Second, a data curator creates a T/C pair by choosing a treatment sample set and the corresponding control sample set from a drop-down menu (Figure 2B). For instance, we selected "ice1_no treatment" as treatment and "Wildtype_no treatment" as control to form a T/C. Then, the curator specifies a name of "ICE1 mutant vs. wild type" at Name box and detailed T/C information is given in Description box at the lower panel of Figure 2B. The control sample set is selected for a given treatment sample set so that only one-factor differs between the treatment and the control. Therefore, the biological effect of the T/C will be clearly distinguished by the differential factor. All possible T/C pairs were created in this way. In the example shown in Figure 2, a total of 10 T/Cs are defined as follows: 3 T/Cs for cold effects in a mutant (viz. "Ice1 mutant with cold treatment for 3 hr vs. Ice1 mutant with no treatment", "Ice1 mutant with cold treatment for 6 hr vs. Ice1 mutant with no treatment", and "Ice1 mutant with cold treatment for 24 hr vs. Ice1 mutant with no treatment"); 3 T/Cs for cold effects in wild type (viz. "Wildtype with cold treatment for 3 hr vs. Wildtype with no treatment", "Wildtype with cold treatment for 6 hr vs. Wildtype with no treatment", and "Wildtype with cold treatment for 24 hr vs. Wildtype with no treatment"); 3 T/Cs for mutation effects under cold treatment (viz. "Ice1 mutant with cold treatment for 3 hr vs. Wildtype with cold treatment for 3 hr", "Ice1 mutant with cold treatment for 6 hr vs. Wildtype with cold treatment for 6 hr", and "Ice1 mutant with cold treatment for 24 hr vs. Wildtype with cold treatment for 24 hr"); and one T/C for mutation effects without cold treatment (viz. "Ice1 mutant with no treatment vs. Wildtype with no treatment"). All 10 T/Cs are shown at http://expressionbrowser.com/arab/displayExperiment.jsp?id=2202517&tab=1. After all treatment levels in each experiment are transformed into T/Cs, different experiments have same data structure and are comparable to one another and are, thus, easily integrated together. As a result, the heterogeneity caused by the differences in experimental designs is removed. The LOG2R of T/C also removes system errors that affect both treatment and control. Therefore, the ratio data generated based on T/Cs can be more instructive and reliable than intensity data generated from treatment levels.

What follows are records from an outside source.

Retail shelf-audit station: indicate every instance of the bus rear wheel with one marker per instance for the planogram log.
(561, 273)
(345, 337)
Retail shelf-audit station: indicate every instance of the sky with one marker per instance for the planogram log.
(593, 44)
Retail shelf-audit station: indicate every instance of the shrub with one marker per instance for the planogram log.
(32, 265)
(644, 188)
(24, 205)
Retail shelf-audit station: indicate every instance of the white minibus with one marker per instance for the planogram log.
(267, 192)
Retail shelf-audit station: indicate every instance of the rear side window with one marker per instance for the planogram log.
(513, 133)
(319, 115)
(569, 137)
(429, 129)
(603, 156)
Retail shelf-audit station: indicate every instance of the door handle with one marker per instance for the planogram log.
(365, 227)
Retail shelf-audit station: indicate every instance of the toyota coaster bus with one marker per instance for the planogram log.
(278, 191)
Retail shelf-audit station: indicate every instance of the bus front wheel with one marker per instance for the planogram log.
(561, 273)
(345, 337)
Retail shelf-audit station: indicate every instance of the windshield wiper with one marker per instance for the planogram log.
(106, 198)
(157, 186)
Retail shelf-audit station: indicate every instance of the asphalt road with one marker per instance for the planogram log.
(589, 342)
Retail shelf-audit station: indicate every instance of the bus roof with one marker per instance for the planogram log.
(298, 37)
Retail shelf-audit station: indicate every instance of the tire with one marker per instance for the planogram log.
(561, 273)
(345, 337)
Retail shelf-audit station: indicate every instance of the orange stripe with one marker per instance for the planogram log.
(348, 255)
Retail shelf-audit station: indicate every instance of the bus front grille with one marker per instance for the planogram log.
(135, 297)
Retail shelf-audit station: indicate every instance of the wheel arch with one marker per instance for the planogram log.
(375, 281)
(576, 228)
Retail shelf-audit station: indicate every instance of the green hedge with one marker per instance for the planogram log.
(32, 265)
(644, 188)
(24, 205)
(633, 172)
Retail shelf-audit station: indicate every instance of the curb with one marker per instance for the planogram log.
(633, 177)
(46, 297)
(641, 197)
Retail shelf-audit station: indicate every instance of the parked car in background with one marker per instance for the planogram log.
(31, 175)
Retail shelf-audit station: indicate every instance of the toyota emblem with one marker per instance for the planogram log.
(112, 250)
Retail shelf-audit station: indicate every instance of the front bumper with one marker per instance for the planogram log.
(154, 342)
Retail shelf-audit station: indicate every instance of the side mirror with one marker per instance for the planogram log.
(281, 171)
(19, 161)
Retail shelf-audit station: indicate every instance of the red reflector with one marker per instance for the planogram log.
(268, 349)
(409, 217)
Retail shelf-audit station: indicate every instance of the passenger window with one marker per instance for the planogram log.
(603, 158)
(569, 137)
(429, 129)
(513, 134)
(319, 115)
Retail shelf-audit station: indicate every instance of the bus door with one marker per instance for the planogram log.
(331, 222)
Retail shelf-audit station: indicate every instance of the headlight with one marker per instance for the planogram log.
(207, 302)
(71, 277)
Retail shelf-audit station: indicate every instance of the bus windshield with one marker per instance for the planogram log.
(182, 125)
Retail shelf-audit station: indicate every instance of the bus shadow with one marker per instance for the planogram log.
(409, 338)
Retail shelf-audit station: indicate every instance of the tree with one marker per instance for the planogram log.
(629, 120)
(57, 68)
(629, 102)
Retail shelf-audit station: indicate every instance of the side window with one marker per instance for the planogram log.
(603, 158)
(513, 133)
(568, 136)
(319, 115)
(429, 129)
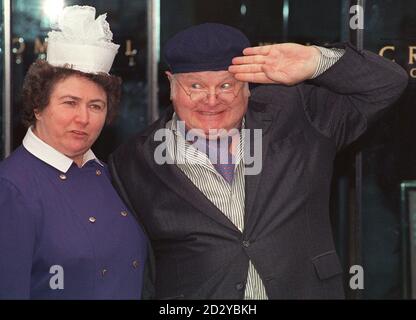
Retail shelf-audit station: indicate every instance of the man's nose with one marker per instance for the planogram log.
(212, 98)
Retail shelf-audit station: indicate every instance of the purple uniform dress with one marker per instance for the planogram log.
(72, 224)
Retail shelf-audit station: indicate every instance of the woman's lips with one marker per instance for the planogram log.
(210, 113)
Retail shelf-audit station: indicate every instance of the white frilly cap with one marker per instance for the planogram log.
(82, 43)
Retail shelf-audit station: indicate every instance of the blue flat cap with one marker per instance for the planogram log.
(205, 47)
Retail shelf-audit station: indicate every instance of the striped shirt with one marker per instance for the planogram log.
(229, 198)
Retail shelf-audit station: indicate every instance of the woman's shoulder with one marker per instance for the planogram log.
(17, 167)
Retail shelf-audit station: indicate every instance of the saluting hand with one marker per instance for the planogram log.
(286, 63)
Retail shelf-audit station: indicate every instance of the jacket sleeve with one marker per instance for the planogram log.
(148, 290)
(17, 242)
(343, 101)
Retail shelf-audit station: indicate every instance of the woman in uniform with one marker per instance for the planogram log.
(64, 231)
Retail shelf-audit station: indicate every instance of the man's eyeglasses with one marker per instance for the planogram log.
(225, 95)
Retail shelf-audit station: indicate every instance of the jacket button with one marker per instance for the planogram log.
(239, 286)
(246, 243)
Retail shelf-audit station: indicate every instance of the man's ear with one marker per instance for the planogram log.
(37, 113)
(169, 75)
(172, 89)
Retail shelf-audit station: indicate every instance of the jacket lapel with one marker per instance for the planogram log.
(257, 117)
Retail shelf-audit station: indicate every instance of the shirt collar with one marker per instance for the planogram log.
(51, 156)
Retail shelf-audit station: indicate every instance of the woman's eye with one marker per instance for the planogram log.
(97, 107)
(226, 86)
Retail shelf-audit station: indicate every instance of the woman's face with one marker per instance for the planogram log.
(74, 117)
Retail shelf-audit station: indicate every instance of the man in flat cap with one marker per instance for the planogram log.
(232, 187)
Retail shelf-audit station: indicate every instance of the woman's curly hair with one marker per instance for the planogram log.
(41, 79)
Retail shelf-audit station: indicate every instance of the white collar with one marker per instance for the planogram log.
(51, 156)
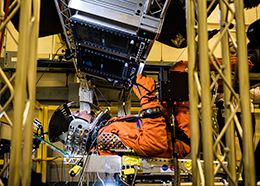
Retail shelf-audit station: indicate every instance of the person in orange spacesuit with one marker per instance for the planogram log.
(152, 137)
(149, 133)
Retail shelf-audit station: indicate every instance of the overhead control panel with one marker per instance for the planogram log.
(114, 37)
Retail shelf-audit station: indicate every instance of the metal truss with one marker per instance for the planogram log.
(24, 90)
(203, 85)
(64, 14)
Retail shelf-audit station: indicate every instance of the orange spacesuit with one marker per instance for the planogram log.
(150, 137)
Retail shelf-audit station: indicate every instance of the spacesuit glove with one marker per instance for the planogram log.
(145, 89)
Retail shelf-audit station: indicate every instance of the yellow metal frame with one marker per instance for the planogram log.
(42, 151)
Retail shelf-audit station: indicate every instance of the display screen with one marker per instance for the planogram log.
(102, 64)
(103, 38)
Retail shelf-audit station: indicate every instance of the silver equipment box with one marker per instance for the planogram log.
(114, 37)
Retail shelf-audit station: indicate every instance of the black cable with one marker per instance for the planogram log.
(49, 64)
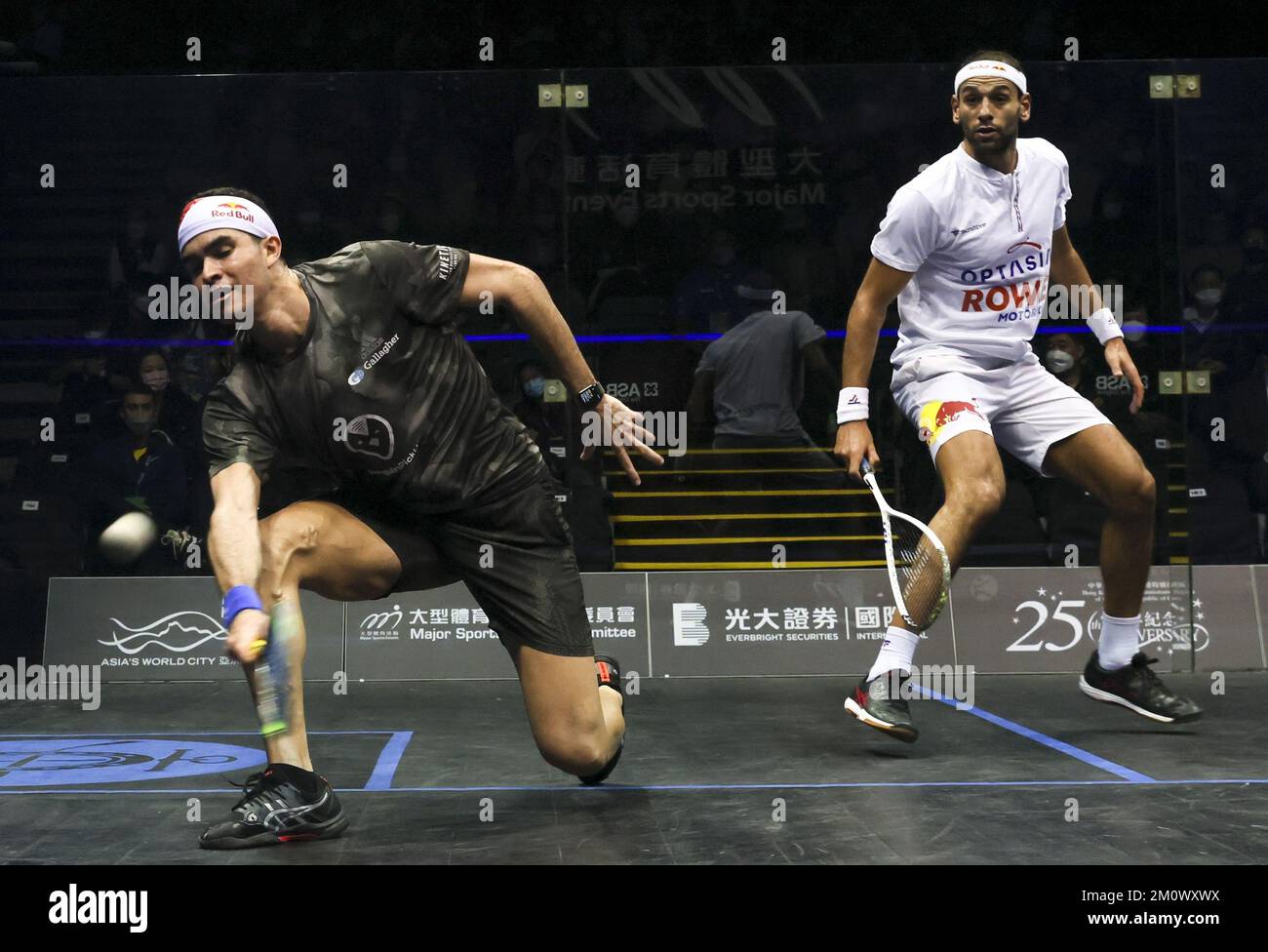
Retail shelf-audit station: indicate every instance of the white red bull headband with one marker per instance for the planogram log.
(990, 67)
(206, 215)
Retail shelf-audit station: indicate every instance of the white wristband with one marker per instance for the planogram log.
(1103, 326)
(852, 405)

Data processing and data quality monitoring
The GEB data-processing pipeline is composed of four consecutive programs. The first program is for data normalization using the Robust Multichip Average (RMA) algorithm  that was implemented in the Bioconductor Affy package (http://www.bioconductor.org/packages/2.4/bioc/html/affy.html). The second program takes this normalized intensity data as input and computes average intensities, standard deviations, LOG2Rs, and P values of two-sample, two-tailed t-tests. The third program renders JPEG images of MA plots [16, 17] with average intensity as the x-axis, LOG2R as the y-axis, and P value as the color. The images are loaded into the GEB application server (Tomcat) for data display when queried by users. The fourth program computes the mean percentage coefficient of variation (%CV) of all microarray features (genes) in a sample set using the following two steps. First, the standard deviation, mean, and %CV of each feature (gene) in a sample set are calculated: that is, %CV = 100 * (Mean intensity/Standard deviation). Second, the mean %CV of all features in the sample set is calculated. The mean %CV of each of individual sample set is computed via the above procedure; the distribution of all mean %CVs is shown in Figure 3. Most sample sets have mean %CV between 0.5 and 4.68. There is a long tail to the right side of the distribution, in which the mean %CV ranges from 4.68 to 16. This result indicates that about 10% of the total sample sets have extremely large mean %CV, and thus probably have poor data quality. Mean %CV of a sample set could be used to monitor quality of the sample set because higher mean %CV implies larger variation among the replicated samples in the sample set. Therefore, any finding or conclusion from a sample set with high mean %CV must be interpreted cautiously. We plan to filter out the sample sets with extremely high mean %CV in the future to guarantee the quality of all the data in GEB.
Some microarray experiments in NASC or GEO were discarded because there were no replicated samples or no suitable controls. As of now, there are a total of 301 experiments, 1450 T/Cs, and 33,074,500 LOG2R data points in the Arabidopsis GEB database. Additional data, when available, can be easily entered into GEB.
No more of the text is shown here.